The last row is the one to watch in production. Riding the cheap model past the soft cap trades quality for survival on purpose, and on a hard task that trade can produce a confidently worse answer with no error to flag it. The budget buys you a bounded bill, not a good outcome under pressure. Know which one you are asking for.

Where this lands in the platform

The loop can now route the turn, fail over when a provider is down, and stay inside a spend ceiling while it does. Cost has moved from a report you read the next day to an input the loop consumes on the current turn. Three of the properties the model exposes (which one, whether it is up, what it costs) are now things the harness reads and acts on, rather than things that happen to it.

What the harness still cannot do is tell you what it did.
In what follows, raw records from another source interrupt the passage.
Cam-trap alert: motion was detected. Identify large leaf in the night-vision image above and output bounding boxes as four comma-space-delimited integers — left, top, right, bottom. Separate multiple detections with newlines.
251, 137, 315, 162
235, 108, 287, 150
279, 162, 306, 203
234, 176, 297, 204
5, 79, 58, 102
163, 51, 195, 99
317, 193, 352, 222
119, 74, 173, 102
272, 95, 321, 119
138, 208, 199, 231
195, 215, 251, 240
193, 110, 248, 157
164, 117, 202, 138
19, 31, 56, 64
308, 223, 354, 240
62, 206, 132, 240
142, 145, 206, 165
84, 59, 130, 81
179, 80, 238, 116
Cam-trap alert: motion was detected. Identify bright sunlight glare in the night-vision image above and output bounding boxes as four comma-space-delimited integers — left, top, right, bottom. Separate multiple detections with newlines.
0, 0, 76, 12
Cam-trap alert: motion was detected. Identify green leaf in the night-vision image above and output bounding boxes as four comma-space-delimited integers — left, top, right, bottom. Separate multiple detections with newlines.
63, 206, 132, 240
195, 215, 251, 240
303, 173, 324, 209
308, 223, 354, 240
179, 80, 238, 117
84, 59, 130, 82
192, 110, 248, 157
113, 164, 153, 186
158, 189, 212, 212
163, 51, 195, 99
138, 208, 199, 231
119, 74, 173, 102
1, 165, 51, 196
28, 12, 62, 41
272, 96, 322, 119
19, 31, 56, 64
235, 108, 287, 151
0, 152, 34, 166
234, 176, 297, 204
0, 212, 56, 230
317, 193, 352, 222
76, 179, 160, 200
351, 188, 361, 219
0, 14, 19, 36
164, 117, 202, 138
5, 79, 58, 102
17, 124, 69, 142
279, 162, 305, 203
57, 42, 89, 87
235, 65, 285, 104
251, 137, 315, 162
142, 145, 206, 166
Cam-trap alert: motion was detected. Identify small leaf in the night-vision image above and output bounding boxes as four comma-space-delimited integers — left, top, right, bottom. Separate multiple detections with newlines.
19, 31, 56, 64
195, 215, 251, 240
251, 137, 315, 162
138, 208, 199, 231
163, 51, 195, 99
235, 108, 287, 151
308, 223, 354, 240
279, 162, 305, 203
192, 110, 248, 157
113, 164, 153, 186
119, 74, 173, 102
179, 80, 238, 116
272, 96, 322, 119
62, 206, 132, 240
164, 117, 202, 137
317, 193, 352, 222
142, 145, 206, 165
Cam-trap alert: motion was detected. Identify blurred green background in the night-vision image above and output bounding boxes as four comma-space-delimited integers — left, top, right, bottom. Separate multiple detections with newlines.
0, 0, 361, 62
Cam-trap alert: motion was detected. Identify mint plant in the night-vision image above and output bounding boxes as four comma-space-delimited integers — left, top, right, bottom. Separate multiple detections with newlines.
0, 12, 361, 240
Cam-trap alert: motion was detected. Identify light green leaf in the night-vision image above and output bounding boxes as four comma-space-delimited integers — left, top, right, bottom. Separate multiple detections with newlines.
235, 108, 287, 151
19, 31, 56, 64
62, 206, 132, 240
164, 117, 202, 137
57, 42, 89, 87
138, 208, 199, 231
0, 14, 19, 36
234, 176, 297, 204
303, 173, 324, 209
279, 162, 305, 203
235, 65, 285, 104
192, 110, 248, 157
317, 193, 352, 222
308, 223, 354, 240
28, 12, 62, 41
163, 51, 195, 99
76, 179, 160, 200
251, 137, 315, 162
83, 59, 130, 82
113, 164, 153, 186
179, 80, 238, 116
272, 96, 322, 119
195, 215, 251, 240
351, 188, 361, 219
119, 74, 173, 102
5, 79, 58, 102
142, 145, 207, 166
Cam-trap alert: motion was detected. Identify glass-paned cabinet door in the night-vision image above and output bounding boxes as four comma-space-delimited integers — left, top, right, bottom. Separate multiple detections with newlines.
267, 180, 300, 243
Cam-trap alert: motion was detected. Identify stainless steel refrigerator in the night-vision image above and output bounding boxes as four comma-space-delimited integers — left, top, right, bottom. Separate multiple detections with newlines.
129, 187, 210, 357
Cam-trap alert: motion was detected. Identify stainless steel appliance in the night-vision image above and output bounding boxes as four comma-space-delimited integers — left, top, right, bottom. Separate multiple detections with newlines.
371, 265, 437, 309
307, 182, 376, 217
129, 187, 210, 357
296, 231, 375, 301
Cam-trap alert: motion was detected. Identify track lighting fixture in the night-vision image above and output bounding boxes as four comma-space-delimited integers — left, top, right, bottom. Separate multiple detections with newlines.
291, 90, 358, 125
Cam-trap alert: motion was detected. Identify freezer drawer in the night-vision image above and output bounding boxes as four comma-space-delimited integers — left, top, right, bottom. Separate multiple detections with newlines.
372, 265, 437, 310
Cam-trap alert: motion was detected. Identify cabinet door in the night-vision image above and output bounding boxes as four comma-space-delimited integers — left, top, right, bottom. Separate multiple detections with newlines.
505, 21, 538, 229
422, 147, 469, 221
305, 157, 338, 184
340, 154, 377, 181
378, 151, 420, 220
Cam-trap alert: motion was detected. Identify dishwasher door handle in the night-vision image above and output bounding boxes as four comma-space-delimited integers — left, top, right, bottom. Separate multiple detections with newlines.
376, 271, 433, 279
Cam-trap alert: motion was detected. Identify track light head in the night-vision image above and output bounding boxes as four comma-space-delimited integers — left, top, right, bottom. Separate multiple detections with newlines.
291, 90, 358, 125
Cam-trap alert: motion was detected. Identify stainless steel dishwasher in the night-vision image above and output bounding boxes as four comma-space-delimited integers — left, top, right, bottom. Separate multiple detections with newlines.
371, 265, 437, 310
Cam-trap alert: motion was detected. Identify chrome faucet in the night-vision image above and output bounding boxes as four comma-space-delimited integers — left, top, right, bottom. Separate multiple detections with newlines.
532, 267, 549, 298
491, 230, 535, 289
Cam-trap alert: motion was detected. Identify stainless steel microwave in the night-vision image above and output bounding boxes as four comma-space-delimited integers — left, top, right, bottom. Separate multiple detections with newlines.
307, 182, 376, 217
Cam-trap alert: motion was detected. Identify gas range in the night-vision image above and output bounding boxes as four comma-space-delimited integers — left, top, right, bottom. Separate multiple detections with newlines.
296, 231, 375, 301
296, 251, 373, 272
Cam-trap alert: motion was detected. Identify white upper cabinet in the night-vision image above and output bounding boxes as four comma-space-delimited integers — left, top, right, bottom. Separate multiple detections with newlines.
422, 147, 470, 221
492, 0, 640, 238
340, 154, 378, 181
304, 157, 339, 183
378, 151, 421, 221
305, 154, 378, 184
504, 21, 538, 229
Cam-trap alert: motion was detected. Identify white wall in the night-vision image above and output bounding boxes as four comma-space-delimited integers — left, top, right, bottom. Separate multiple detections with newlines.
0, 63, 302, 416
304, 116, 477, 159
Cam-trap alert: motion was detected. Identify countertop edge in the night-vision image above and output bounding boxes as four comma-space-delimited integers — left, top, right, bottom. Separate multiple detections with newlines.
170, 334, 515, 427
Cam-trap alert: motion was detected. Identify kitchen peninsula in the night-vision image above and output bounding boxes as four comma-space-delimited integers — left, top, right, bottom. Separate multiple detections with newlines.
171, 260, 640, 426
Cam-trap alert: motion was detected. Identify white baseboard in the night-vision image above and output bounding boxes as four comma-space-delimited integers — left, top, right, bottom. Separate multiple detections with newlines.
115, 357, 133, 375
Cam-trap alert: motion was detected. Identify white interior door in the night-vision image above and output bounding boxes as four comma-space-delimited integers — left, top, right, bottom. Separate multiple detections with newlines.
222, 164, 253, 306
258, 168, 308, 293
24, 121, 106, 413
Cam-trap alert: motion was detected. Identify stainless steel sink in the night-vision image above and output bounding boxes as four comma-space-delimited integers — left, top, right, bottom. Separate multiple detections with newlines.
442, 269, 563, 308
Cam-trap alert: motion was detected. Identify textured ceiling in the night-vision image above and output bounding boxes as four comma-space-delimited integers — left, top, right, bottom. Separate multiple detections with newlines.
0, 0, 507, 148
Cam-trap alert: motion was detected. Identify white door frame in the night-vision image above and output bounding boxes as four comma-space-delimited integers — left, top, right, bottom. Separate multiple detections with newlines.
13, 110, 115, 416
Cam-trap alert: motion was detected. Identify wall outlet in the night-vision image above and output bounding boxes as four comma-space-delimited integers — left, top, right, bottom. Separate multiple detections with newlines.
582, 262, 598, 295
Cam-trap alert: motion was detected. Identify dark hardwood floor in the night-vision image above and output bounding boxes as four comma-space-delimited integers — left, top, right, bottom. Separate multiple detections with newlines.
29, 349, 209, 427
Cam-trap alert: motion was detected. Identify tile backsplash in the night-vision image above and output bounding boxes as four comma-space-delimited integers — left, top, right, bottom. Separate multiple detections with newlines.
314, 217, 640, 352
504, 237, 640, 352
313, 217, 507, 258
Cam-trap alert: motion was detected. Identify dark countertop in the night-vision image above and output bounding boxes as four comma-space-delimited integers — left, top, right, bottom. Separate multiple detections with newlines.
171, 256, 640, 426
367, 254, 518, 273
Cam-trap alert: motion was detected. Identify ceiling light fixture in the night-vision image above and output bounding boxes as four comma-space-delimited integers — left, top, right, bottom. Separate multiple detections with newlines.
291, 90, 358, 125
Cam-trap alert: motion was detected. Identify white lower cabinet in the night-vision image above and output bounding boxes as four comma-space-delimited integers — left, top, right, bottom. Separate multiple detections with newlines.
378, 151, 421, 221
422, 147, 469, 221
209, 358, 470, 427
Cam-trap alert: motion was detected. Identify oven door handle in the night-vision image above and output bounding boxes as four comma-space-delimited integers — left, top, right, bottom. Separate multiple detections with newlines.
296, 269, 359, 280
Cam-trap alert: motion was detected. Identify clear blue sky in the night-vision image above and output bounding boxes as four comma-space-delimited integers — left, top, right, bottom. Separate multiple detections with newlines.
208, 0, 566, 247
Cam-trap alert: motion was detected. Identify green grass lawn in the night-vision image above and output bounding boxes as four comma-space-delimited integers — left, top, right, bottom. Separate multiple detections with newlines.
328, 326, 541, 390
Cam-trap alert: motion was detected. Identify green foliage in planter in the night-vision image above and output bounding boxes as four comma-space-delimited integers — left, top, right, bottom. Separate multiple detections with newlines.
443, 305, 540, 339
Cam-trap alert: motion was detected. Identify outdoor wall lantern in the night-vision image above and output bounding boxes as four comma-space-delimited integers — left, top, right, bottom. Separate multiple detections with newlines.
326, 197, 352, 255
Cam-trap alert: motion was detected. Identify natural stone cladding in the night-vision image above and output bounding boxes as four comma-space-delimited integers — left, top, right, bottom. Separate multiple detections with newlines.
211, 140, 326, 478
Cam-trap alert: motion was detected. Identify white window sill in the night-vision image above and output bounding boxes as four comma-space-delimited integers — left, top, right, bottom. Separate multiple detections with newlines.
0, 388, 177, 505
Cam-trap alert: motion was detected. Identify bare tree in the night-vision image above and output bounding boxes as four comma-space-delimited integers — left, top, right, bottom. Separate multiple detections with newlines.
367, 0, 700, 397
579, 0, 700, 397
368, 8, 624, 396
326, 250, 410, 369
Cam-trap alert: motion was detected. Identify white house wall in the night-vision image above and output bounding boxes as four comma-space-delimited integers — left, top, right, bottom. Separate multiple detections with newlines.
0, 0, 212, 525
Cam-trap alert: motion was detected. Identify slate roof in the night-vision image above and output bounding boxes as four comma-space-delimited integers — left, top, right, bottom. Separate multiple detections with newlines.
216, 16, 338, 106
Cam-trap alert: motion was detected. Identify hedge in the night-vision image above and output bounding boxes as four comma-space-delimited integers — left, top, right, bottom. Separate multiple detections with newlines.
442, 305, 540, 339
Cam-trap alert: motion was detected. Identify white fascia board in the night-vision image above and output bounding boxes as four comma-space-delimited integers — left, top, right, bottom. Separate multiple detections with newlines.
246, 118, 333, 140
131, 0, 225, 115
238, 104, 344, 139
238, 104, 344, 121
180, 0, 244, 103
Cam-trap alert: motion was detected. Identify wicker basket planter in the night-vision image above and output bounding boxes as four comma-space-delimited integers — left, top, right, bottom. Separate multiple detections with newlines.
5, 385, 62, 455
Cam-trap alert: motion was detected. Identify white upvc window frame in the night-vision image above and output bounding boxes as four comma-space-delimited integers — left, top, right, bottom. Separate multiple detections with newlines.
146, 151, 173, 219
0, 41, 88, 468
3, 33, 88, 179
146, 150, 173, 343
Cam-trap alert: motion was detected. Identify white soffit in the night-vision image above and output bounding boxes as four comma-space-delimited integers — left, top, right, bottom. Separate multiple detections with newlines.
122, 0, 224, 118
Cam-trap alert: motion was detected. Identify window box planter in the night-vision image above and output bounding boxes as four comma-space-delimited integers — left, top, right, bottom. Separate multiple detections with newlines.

The ledger knows the run cost forty cents across nine turns, but it cannot show you the shape of those turns: which tool failed, which turn escalated, where the time went. That per-turn record is the raw material for a trace, and turning it into one is the next post.

Everything here ships as tag post-08, the same as every part in the series: a price.ts, a metered and a withBudget decorator, a ledger, and the one line of caching that moved the number the most.